Things were going very well after that, but then I saw a couple of fracture complications. Dr. Thadani then came to me to watch a few of my cases. He validated my technique and passed along a few tips and pearls.
After doing the AMIS approach for two and a half years, I visited Dr. Frederic Laude, one of the pioneers of the AMIS technique, and observed his technique. That was incredibly helpful. Since I had many AMIS cases under my belt at that time, I was just able to focus on refining my technique.
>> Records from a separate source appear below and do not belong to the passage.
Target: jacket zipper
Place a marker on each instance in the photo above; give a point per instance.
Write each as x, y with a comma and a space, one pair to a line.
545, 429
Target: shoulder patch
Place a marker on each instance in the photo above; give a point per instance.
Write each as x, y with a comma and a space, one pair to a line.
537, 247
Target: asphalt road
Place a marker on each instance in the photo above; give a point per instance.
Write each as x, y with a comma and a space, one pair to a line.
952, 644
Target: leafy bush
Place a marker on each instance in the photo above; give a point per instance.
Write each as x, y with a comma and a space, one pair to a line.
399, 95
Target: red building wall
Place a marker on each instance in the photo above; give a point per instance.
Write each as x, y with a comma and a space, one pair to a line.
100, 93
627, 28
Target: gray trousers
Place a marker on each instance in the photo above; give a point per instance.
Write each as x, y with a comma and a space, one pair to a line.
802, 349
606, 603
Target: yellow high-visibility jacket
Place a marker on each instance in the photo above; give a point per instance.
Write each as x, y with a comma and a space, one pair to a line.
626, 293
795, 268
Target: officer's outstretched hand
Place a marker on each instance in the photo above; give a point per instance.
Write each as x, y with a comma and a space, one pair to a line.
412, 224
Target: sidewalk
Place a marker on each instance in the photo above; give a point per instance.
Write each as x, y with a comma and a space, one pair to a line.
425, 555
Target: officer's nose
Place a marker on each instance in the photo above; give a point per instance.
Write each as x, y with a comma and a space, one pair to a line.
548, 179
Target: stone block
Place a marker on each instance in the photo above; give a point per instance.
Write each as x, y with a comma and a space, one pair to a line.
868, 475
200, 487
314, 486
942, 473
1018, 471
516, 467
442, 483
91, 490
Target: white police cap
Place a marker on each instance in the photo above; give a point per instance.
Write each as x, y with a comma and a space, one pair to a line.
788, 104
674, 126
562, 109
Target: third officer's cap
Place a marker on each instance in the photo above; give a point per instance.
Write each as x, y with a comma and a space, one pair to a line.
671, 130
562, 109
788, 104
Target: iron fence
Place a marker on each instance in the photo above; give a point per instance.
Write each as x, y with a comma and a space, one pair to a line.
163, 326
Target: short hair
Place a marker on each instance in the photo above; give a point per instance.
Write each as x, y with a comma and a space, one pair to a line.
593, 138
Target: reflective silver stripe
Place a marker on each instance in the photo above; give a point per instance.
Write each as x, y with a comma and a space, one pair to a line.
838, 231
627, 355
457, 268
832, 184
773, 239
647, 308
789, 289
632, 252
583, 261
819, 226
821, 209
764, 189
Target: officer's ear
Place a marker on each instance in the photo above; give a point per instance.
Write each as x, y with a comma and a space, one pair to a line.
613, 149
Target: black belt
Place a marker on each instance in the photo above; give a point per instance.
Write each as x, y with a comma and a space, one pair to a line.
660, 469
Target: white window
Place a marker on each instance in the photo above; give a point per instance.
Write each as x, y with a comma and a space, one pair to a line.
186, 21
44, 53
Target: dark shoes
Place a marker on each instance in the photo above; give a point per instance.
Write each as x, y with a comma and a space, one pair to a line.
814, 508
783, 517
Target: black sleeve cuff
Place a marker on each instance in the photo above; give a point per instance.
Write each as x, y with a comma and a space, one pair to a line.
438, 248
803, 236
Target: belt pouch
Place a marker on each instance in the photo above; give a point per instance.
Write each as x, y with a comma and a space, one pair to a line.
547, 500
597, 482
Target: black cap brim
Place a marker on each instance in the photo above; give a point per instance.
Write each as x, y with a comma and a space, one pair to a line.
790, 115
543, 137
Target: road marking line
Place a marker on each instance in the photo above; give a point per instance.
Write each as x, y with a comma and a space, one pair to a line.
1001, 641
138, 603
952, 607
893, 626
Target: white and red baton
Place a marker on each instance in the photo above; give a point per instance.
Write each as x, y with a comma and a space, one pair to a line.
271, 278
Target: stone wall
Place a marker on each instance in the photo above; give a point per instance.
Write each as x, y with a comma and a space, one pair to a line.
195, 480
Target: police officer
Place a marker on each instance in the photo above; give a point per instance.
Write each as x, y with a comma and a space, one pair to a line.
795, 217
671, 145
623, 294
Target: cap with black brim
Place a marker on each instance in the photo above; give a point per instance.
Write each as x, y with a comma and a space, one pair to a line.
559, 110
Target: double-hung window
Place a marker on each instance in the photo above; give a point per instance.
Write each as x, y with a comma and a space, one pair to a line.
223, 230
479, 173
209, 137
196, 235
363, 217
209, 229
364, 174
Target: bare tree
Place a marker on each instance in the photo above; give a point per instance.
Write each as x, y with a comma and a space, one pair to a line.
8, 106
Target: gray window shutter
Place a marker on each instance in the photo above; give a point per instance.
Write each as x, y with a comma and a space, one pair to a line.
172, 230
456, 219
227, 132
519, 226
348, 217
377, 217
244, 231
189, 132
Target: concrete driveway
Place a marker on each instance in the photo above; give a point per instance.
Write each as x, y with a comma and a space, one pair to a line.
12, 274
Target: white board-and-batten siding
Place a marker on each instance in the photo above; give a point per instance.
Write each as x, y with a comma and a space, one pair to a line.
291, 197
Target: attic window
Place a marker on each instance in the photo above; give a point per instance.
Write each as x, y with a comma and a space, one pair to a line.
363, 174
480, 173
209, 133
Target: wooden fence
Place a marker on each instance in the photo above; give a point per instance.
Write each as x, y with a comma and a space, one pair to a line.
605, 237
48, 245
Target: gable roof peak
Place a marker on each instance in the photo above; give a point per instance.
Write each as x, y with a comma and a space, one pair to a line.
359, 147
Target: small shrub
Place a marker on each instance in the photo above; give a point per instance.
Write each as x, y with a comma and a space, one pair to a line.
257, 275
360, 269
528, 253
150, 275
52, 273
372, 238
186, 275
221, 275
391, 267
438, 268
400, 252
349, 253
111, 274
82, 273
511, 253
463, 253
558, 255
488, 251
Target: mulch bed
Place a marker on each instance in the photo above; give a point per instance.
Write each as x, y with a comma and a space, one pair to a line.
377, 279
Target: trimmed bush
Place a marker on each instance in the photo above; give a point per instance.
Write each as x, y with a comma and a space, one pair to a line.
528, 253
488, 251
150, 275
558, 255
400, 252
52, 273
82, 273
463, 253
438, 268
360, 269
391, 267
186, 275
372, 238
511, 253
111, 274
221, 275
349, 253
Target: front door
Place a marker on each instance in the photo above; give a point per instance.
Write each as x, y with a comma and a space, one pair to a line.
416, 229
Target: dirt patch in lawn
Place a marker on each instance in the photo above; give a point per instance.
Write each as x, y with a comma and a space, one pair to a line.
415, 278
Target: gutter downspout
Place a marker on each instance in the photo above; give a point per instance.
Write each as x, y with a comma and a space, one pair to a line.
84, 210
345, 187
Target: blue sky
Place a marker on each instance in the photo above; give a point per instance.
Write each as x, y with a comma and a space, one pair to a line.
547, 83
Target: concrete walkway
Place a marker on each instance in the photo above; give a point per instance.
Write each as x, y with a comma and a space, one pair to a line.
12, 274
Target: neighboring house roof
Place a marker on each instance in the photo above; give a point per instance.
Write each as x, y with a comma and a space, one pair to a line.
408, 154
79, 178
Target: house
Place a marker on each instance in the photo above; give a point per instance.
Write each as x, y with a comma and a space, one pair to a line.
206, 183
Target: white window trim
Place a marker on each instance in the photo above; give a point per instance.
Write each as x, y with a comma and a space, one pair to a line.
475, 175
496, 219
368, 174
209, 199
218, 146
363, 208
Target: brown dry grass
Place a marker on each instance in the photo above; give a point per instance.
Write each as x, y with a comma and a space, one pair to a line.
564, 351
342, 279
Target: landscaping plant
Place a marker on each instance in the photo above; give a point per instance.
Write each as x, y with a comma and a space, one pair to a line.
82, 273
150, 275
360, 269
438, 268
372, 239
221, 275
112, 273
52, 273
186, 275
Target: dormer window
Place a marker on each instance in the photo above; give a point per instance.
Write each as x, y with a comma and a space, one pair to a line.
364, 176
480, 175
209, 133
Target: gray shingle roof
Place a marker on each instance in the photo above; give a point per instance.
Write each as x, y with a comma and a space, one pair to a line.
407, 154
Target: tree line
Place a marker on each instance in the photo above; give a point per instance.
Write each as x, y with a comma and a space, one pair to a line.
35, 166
I would do cases for a while and I would go visit a proctor or I would do cases for a while and proctor would visit me. This engagement was incredibly helpful in speeding up the learning curve. That is something that has never been offered by other companies that I worked with.
Q: When you first saw the AMIS technique, what was your first impression? How did it differ from the direct anterior approach that you were doing?
TE: It's the management of the capsule. That's the difference for me. It's using the capsule as the retractor so you are not pushing and pulling on the muscle to get your retraction. That is what allows you to get your acetabular exposure. That, along with the AMIS table, allows me to have just one person holding retractors. The AMIS technique has controlled releases. It is a very step-wise, sequential release that is very reproducible. It's the same sequence every time.
With other companies' teaching of the anterior technique, the steps are somewhat the same but they vary with each, different teacher. If you go to other companies' courses, you can be taught fifty different ways to do the procedure. With Medacta, the same technique, with the same sequence of steps, is taught by all the AMIS faculty. You can go from proctor to proctor to proctor and 90% of the steps are the same.
Q: Would you elaborate on the difference between AMIS and other anterior techniques when it comes to how soft tissue management is taught.
TE: While there was variability on how each proctor taught, the instruction for direct anterior normally would teach releases by starting at the front and just releasing attachments all the way to the back. It was more carte blanche on how releases were done versus sequentially releasing as you go. Or releasing as needed, as taught by AMIS faculty. Direct anterior would expose the whole piriformis fossa and release the whole quadrant. The pubofemoral release was never well delineated in their education. The discussion around what ligaments may keep the femur from releasing was never really discussed. In contrast, the detailed anatomic release of the AMIS procedure, and the order that the ligaments are to be released, is very well delineated and taught. This is not the case with the other companies. Depending on who your proctor is, your experience will be different.
Q: How has the AMIS experience affected your practice?
TE: My practice has grown immensely. I did 110 total hips the year before I learned AMIS with 100 of them being direct anterior. Now my practice has grown to 300 total hips this year with 98% of them being AMIS. The patients want anterior hips.
For me and my staff, having the AMIS table has been very beneficial. Physically it is much easier to do than direct anterior without a table. Before, my two assistants and I were worn out at the end of the day from manipulating and positioning the legs. Now I only need one assistant. There is little retraction. For the acetabular portion, my PA doesn't have to hold anything. For the femoral component, sometimes she holds two retractors, sometimes just one and sometimes nothing. The procedure is more efficient and faster.
It is easier and much more enjoyable for the staff and me. It has completely changed my quality of life. Because there is less trauma and blood loss, it is a delicate procedure. Patients are able to go home the same day, so I don't have many patients in the hospital. If the patient doesn't go home the same day, their hospital stay is only for one night. I'm now getting home earlier and I'm not exhausted when I get home.